Why choose this book? by Read Montague

Computational Theory of the Mind + Reinforcement Learning. As seems normal for recent psychology-related books, the notes prove better reading than the main text.

Principle 1: Compute as slow and as softly as possible.
Principle 2: Be as imprecise as possible and compress everything
Principle 3: Stay off the lines, don't repeat yourself, and be as noisy as possible.
Principle 4: Expect goals, desires (error signals), and values.
Chapter 2, The brain is almost perfect
The nervouse system's parts and their interactions learn (adjust), guided by the new goal. As the internal neural structures adjust to achieve the goal, cognition literally changes, and often in hard-to-reverse ways. A familiar example is drug addiction.
Anyone who has ever dealt closely with a drug addict knows that she no longer views the world the same way. One reason is that drugs of abuse derail exactly the guidance signals that wwe have been considering.

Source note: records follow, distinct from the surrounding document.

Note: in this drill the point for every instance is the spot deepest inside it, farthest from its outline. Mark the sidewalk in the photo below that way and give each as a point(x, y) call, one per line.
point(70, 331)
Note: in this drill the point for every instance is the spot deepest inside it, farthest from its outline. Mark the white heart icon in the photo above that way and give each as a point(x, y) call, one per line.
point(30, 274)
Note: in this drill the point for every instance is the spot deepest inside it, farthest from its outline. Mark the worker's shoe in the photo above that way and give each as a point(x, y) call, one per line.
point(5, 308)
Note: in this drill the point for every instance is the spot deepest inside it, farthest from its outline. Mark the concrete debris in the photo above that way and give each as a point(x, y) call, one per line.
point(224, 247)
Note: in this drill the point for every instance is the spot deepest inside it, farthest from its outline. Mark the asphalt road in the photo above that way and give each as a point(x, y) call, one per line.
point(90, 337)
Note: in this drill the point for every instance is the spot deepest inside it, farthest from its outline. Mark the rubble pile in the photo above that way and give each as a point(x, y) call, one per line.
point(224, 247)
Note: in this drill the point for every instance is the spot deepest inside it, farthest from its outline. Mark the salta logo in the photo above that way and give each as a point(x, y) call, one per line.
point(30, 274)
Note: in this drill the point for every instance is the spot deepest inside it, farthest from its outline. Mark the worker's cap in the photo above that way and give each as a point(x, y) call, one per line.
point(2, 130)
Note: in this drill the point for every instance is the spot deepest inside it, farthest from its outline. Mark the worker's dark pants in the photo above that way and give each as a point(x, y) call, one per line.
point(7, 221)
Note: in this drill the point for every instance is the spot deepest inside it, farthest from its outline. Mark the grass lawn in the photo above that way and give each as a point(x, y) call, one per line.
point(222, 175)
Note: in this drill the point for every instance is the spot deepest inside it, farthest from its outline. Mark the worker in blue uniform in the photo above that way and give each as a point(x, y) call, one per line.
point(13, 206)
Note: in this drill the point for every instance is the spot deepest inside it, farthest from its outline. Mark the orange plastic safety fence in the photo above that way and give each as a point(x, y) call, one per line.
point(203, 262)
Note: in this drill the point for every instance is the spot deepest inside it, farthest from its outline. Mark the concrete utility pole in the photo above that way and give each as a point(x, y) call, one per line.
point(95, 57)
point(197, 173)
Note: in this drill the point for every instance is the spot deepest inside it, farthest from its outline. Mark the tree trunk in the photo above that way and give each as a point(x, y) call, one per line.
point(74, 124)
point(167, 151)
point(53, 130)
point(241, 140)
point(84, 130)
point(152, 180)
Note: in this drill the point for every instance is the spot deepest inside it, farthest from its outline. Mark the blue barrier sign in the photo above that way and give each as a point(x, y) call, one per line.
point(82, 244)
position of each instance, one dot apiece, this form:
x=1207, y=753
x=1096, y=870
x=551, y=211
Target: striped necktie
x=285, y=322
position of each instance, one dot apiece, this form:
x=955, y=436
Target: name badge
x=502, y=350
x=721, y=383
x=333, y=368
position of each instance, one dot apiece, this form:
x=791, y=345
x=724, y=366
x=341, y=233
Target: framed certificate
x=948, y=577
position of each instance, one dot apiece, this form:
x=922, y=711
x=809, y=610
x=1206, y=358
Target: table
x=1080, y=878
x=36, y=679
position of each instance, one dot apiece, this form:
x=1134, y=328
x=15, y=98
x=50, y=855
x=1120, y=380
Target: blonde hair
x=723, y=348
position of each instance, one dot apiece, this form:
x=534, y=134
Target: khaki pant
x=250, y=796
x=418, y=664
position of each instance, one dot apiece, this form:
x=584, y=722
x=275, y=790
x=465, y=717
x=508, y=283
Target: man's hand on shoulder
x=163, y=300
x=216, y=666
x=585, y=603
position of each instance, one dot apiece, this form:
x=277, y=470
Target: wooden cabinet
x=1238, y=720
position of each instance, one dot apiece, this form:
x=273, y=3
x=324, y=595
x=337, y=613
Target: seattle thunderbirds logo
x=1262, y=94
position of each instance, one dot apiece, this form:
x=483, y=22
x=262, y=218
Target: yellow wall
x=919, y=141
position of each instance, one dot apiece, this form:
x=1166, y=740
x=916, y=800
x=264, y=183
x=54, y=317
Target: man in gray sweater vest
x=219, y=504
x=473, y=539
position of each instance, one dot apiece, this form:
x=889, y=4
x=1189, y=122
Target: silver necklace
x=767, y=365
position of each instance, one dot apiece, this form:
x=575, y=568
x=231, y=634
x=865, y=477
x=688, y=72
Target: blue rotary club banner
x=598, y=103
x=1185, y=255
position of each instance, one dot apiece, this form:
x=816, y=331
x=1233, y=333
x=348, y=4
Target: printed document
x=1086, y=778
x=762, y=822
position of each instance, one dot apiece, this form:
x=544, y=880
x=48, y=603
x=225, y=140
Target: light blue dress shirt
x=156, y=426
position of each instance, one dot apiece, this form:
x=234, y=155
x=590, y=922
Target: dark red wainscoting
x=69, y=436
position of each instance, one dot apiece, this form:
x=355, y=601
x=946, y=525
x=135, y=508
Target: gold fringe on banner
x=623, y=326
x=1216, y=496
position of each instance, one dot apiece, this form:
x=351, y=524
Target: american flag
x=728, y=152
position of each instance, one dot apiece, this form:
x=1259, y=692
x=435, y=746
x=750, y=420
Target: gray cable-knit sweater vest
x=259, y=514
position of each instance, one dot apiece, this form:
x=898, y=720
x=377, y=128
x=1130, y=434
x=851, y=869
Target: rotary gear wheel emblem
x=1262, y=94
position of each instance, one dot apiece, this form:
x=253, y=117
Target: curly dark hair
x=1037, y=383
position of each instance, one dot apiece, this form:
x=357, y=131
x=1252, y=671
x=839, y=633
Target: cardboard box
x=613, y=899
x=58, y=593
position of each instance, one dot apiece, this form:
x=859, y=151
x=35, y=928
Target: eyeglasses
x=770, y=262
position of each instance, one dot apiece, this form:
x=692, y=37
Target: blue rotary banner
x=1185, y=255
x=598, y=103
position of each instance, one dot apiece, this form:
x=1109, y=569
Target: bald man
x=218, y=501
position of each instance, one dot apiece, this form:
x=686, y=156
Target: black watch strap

Under the perturbed guidance of drugs, an addict's nervous system readjusts complext goal-seeking mechanisms and chages her mental world; it's very much like a pathological software update...

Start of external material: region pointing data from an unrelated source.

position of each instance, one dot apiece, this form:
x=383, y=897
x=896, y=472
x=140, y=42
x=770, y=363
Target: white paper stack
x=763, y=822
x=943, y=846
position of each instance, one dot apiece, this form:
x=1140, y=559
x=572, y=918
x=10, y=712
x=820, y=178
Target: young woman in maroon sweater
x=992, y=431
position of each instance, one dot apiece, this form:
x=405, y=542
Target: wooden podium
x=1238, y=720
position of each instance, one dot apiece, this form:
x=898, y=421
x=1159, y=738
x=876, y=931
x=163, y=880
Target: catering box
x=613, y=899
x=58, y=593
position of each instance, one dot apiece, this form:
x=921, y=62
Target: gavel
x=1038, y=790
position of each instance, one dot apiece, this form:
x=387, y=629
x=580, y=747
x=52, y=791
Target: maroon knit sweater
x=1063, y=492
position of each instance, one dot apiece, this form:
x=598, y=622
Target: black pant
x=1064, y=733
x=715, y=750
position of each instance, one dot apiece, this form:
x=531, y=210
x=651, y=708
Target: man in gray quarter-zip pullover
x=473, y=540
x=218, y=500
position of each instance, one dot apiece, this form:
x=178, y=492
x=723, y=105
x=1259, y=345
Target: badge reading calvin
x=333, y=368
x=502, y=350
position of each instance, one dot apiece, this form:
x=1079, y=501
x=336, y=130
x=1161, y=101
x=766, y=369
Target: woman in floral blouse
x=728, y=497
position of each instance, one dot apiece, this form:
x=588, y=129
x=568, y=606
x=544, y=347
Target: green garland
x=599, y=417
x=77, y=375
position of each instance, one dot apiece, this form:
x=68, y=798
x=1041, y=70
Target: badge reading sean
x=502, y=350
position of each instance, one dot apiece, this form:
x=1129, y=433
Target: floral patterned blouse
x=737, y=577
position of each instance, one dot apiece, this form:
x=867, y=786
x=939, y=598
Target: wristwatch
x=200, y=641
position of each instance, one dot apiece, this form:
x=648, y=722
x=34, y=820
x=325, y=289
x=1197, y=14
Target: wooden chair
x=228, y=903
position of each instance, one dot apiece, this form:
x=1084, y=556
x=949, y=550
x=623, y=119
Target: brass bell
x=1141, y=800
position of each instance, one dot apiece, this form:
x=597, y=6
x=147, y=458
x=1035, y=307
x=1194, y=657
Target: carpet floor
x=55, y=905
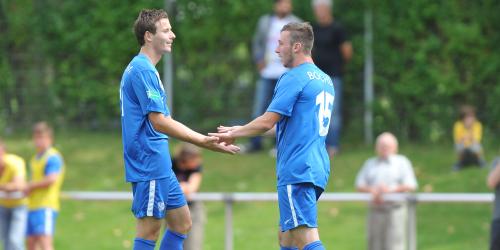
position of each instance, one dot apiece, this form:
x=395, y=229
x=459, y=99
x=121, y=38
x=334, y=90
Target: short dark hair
x=301, y=33
x=146, y=22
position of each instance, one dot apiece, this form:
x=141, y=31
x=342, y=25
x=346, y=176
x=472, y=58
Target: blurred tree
x=63, y=60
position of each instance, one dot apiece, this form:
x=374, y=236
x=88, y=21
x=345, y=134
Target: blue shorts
x=298, y=205
x=153, y=198
x=41, y=222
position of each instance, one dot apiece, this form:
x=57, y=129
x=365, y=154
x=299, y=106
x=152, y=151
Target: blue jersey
x=304, y=98
x=145, y=150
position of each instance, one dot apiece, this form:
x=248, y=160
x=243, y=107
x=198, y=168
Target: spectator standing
x=467, y=134
x=187, y=166
x=389, y=172
x=269, y=66
x=332, y=50
x=44, y=188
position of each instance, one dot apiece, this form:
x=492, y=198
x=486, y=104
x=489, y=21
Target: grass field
x=94, y=162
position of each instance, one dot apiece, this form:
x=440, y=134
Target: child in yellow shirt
x=13, y=211
x=467, y=134
x=47, y=173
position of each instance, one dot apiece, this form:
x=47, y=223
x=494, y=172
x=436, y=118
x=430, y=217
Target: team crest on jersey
x=161, y=206
x=153, y=94
x=159, y=80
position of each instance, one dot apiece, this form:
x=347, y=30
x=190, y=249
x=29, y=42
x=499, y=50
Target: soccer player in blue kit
x=300, y=109
x=146, y=122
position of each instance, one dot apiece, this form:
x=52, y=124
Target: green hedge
x=64, y=59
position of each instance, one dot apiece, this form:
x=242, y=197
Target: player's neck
x=153, y=57
x=301, y=59
x=42, y=150
x=326, y=21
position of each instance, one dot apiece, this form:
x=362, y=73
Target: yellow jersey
x=14, y=167
x=467, y=136
x=47, y=197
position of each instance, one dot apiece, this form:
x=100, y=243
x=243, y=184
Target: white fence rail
x=230, y=198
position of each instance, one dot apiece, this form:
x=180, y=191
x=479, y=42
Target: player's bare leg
x=31, y=243
x=303, y=235
x=148, y=228
x=46, y=242
x=285, y=239
x=179, y=220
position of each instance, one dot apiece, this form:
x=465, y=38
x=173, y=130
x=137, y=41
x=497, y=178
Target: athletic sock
x=172, y=241
x=314, y=246
x=288, y=248
x=143, y=244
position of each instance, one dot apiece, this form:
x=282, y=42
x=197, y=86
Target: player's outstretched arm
x=171, y=127
x=258, y=126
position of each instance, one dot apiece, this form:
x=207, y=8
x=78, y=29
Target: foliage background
x=62, y=61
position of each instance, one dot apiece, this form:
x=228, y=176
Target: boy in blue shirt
x=301, y=110
x=146, y=122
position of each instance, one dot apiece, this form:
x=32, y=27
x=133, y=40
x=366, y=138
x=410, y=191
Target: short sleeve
x=409, y=178
x=54, y=165
x=285, y=95
x=147, y=88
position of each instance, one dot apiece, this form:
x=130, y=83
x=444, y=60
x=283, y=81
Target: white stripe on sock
x=294, y=216
x=151, y=199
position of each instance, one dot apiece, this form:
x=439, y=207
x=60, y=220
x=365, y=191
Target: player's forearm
x=173, y=128
x=13, y=186
x=365, y=189
x=402, y=189
x=256, y=127
x=41, y=184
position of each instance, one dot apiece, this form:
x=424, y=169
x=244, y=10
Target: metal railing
x=230, y=198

Once a goal is selected by your nervous system, a kind of natural information cycle is set up to guide behavioral choices. There are four basic steps in this cycle. The nervouse system must (1) hold the current goal in mind, (2) produce a critic signal for this goal, (3) use the critic signal to guide chioces and improve the brain's model of the goal, and (4) select the next goal (or keep the current one active).

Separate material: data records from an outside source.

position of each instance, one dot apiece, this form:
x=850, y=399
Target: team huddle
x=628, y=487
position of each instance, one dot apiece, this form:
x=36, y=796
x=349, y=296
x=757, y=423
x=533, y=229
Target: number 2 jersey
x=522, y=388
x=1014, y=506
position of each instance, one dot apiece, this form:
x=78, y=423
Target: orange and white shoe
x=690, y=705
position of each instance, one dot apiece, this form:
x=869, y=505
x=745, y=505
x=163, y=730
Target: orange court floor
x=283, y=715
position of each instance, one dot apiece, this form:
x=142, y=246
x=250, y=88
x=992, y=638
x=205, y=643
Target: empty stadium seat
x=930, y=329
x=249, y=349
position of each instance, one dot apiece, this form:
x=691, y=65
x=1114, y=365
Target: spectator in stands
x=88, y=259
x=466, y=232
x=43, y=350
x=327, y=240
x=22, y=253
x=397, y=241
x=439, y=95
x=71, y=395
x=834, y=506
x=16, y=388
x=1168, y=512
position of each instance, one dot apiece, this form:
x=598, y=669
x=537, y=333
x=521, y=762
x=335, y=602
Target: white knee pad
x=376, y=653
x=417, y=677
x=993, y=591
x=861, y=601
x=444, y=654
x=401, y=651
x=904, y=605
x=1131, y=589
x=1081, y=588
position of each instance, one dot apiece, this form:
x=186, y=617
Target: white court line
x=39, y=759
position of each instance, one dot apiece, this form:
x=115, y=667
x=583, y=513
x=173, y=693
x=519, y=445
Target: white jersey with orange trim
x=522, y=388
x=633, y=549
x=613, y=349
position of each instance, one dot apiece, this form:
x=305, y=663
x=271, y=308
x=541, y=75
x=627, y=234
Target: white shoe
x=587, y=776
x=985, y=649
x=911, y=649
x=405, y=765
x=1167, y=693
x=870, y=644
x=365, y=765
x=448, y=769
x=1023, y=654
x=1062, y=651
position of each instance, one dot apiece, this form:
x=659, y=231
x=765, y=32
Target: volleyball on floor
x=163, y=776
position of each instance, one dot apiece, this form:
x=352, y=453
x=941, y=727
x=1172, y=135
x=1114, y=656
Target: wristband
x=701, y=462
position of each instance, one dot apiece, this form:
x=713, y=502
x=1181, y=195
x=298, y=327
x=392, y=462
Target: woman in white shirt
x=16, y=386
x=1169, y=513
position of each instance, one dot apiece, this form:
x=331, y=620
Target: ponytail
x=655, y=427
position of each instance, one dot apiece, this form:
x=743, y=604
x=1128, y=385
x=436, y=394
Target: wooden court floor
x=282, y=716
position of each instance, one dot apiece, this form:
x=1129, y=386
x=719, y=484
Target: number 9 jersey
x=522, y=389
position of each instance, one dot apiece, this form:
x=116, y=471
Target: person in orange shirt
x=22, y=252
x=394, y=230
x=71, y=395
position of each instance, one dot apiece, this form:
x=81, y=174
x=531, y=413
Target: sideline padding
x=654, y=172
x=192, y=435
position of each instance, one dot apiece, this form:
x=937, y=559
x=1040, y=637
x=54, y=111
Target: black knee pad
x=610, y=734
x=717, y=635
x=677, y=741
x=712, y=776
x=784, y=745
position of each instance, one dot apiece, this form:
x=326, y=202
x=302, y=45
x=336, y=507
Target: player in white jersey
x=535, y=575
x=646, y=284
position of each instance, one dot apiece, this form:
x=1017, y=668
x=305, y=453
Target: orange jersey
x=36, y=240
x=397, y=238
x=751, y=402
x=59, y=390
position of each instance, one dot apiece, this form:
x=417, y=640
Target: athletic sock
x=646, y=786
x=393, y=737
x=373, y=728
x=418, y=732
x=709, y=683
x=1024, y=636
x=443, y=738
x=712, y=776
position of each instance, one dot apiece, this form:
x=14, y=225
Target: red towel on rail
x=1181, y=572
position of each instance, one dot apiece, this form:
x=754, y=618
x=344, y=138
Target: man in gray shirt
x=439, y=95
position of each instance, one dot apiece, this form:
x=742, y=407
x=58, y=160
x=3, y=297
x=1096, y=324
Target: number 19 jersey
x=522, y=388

Chapter 4, Sharks don't go on hunger strikes
The sad story of Heaven's Gate cult shows that ideas, however strange, can act with the potency of primary reinforcers -- actually something even more important than any natural reinforcers. Dopamine systems located in your midbrain, in collabroation with your prefrontal cortex, striatum, and other areas, participate in the computation and storage of values attached to ideas. The central concept was that an idea, formed in your prefrontal cortex, comes to play the role of a special control signal, a reward-dependent guidance signal.